Keamanan. Sumber ilustrasi: PIXABAY/Pixelcreatures

Tragedi pembunuhan 31 pekerja PT. Isyaka Karya yang tengah mengerjakan proyek jalan Trans Papua di Kabupaten Nduga, Papua mengguncang publik tanah air. Kelompok Kriminal Separatis Bersenjata (KKSB/KKB) pimpinan Egianus (Yanus) Kogoya diduga sebagai pelaku pembantaian tak berperikemanusiaan tersebut.

Peristiwa ini tak pelak menjadi salah satu catatan paling hitam dalam sejarah pemerintahan Presiden Jokowi.
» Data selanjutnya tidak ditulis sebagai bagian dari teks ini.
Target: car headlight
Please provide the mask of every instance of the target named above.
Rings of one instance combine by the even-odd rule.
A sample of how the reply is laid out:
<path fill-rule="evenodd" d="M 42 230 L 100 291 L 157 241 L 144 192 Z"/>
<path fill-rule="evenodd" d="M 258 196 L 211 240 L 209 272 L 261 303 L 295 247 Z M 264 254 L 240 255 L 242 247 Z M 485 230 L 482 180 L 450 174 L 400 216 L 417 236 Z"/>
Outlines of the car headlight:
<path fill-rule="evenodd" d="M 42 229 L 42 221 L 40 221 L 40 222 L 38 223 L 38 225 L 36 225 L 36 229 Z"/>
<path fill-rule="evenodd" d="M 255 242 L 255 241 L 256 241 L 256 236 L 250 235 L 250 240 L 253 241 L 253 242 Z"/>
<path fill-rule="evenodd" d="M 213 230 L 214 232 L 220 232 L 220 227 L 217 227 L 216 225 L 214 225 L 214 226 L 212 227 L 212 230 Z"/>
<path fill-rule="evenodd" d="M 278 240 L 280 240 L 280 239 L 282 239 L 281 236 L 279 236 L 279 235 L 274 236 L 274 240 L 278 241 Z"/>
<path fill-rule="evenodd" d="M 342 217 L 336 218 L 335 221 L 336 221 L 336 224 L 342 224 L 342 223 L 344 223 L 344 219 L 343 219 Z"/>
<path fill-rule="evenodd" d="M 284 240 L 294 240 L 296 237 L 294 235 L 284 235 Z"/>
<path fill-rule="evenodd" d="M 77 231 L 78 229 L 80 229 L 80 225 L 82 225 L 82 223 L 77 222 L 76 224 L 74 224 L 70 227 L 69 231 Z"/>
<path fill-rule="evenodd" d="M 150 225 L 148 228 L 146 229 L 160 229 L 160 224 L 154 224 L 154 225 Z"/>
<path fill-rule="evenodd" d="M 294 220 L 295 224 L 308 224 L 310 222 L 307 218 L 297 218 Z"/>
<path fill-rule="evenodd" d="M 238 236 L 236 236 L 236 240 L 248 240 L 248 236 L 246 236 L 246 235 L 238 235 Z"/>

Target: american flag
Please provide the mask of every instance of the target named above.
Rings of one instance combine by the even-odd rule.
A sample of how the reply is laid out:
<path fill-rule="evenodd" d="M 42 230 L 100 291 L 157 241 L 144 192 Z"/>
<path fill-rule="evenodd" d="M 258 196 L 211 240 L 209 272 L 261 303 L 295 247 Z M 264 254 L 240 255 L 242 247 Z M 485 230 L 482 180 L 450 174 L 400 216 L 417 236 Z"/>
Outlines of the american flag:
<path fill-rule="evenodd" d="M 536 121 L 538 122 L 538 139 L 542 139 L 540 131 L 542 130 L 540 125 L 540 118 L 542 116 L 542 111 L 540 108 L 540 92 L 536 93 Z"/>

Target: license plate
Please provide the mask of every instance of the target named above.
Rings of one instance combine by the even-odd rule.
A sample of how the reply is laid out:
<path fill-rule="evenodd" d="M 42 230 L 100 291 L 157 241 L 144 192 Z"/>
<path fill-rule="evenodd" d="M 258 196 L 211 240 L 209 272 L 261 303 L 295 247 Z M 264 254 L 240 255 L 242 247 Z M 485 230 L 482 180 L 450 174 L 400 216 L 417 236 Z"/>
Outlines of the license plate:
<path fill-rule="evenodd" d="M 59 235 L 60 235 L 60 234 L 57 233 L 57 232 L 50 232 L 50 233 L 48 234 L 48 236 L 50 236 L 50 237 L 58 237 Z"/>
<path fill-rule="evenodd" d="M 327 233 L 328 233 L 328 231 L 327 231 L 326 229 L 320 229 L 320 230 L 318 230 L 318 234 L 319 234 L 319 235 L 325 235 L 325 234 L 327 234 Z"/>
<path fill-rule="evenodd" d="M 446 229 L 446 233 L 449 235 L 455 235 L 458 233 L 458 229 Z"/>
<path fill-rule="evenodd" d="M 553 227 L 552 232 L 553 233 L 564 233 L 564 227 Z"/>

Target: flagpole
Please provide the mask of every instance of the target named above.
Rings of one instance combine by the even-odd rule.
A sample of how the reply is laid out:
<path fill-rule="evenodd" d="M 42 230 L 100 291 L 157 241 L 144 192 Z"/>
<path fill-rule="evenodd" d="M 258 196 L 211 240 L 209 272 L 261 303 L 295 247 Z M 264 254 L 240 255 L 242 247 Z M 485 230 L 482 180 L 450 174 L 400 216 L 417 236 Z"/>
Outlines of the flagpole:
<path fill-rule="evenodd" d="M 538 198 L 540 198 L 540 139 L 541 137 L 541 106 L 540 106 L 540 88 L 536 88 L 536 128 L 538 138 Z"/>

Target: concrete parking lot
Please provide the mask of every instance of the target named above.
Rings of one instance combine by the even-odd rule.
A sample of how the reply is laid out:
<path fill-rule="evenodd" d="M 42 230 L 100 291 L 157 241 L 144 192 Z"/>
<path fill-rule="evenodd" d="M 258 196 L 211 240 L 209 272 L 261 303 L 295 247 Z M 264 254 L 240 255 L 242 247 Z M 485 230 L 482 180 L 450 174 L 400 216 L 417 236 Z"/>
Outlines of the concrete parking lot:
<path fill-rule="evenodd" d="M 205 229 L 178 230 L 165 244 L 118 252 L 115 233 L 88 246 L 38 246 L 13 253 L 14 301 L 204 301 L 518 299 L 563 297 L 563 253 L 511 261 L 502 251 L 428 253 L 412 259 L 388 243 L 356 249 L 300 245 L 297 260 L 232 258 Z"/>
Masyarakat Indonesia yang merasa geram dan berduka dengan tragedi tersebut menuntut pemerintah untuk segera bertindak. Sebagian besar masyarakat juga menilai tragedi ini bukan lagi kejahatan kriminal biasa. Tapi sudah menjurus pada aksi terorisme dalam upaya pemberontakan terhadap keutuhan NKRI.

Mengutip dari laman Kompas, Kapolres Jayawijaya AKBP Yan Pieter Reba mengatakan motif yang menyulut api kemarahan Kelompok Kriminal Bersenjata adalah karena aksi salah satu pekerja, mengambil gambar saat kelompok itu melaksanakan upacara Hari Papua Merdeka. Marah karena mengetahui kegiatannya direkam, kelompok itu lantas mengejar dan menghabisi nyawa puluhan pekerja, yang sejauh ini totalnya mencapai 31 orang, dan satu orang masih dalam pencarian setelah berhasil melarikan diri.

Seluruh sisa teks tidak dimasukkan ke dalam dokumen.